This is a photo of my Dad, it sits on my desk and while is not in great focus or taken with the kind of camera that would give brilliant detail, it captures the feel of him, or at least how I remember him.
He died on Christmas day, several years ago, I was in my parish and he was with the rest of my Mum's family. I can remember the feeling I had when I got the call, walking through the parish swearing loudly and then realising I was still wearing my Priests collar so trying to moderate my language. I had family, friends and a Church to help me through my grief. Those who are being bereaved now or living with a recent loss maybe unable to attend funeral's or the funeral will be limited to a few people. Those who would want to give you a hug and let you know they are there for you, are left wondering how to support you. Others of us will be reconnecting to previous bereavements because death is on the news so much and we are at home with a lot of time to think.

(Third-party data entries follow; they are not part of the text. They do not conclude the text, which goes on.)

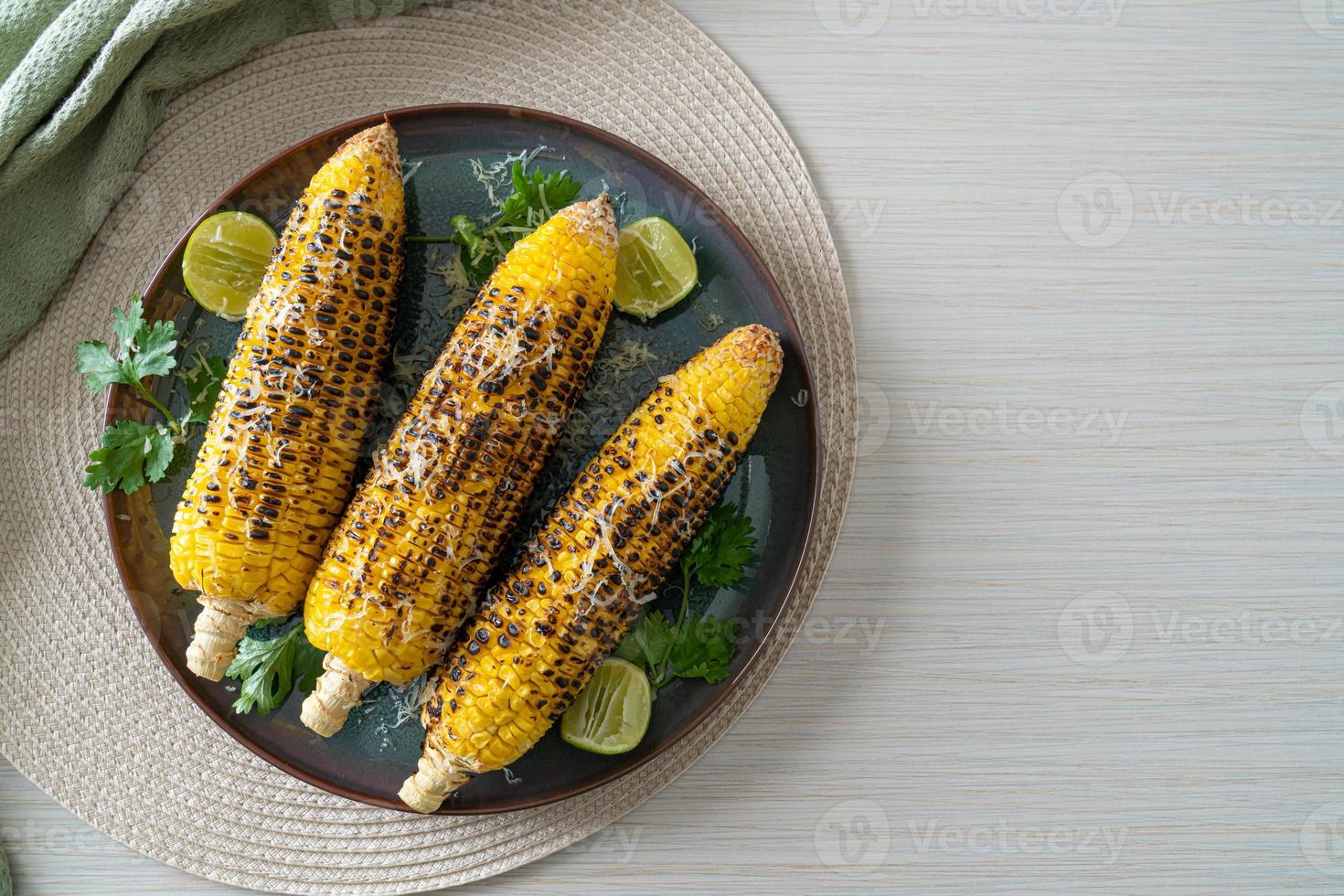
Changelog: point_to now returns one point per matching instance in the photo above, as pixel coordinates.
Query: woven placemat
(86, 710)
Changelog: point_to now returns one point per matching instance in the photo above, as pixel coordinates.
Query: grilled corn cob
(280, 450)
(542, 632)
(415, 546)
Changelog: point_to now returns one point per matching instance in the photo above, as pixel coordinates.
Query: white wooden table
(1083, 626)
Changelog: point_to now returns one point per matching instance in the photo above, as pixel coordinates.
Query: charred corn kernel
(280, 450)
(608, 541)
(425, 528)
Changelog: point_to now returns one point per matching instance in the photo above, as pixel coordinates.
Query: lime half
(655, 268)
(612, 712)
(225, 261)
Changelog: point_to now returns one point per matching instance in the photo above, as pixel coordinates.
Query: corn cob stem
(219, 626)
(337, 690)
(437, 775)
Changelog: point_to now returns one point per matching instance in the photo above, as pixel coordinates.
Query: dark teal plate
(777, 484)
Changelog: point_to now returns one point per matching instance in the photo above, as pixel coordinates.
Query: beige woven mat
(86, 710)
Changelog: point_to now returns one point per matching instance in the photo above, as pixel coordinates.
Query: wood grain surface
(1083, 627)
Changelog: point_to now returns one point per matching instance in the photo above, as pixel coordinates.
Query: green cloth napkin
(82, 85)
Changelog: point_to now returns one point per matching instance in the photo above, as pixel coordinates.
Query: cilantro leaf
(125, 324)
(152, 352)
(203, 383)
(652, 638)
(720, 551)
(146, 349)
(131, 454)
(100, 368)
(535, 197)
(697, 646)
(705, 647)
(271, 667)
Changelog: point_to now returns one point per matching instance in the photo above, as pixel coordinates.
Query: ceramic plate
(777, 483)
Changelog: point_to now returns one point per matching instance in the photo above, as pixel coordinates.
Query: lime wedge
(225, 261)
(612, 712)
(655, 269)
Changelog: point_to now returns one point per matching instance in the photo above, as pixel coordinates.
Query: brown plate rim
(114, 503)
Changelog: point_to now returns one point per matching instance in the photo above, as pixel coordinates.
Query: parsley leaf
(705, 647)
(537, 197)
(697, 646)
(271, 667)
(100, 368)
(131, 454)
(146, 349)
(722, 549)
(203, 383)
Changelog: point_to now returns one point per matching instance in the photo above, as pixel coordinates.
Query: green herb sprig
(131, 453)
(697, 646)
(484, 242)
(271, 667)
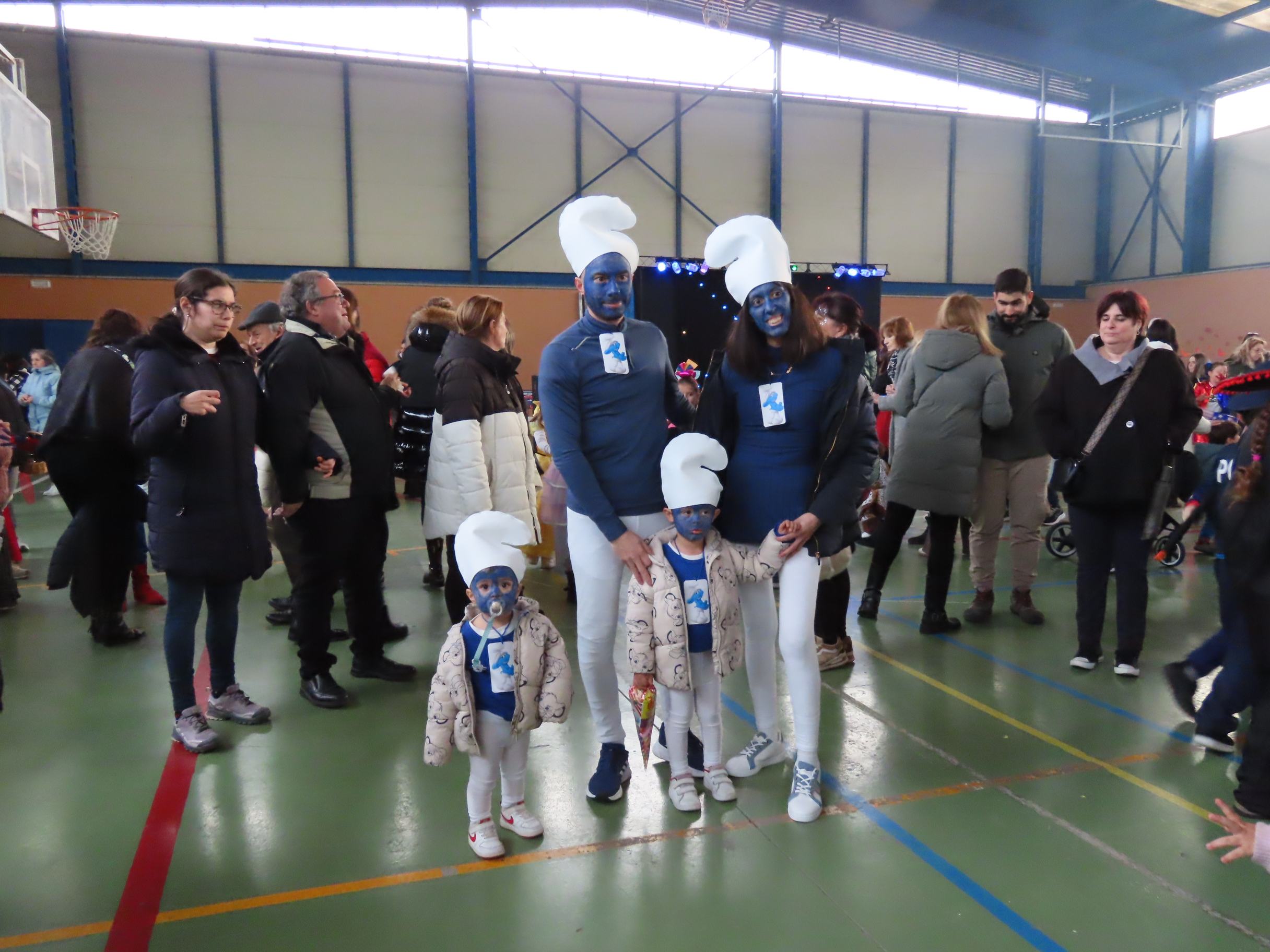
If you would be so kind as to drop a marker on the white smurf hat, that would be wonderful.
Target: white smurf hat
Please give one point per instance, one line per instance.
(489, 539)
(593, 227)
(689, 465)
(754, 252)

The words that helped me are ancient wisdom "those we love but see no more are no longer where they once were, they are now everywhere that we are". If you are bereaved or reconnecting with a previous loss you might like to light a candle, write those words and spend some time thinking about what the person you love has given you, what you shared with them, and how they remain part of you, perhaps you love something they introduced you to, perhaps there are values they held you try to live by. When you are ready thank God for them, and entrust them to the love that hold's our universe together and in which no one is lost and nothing is wasted.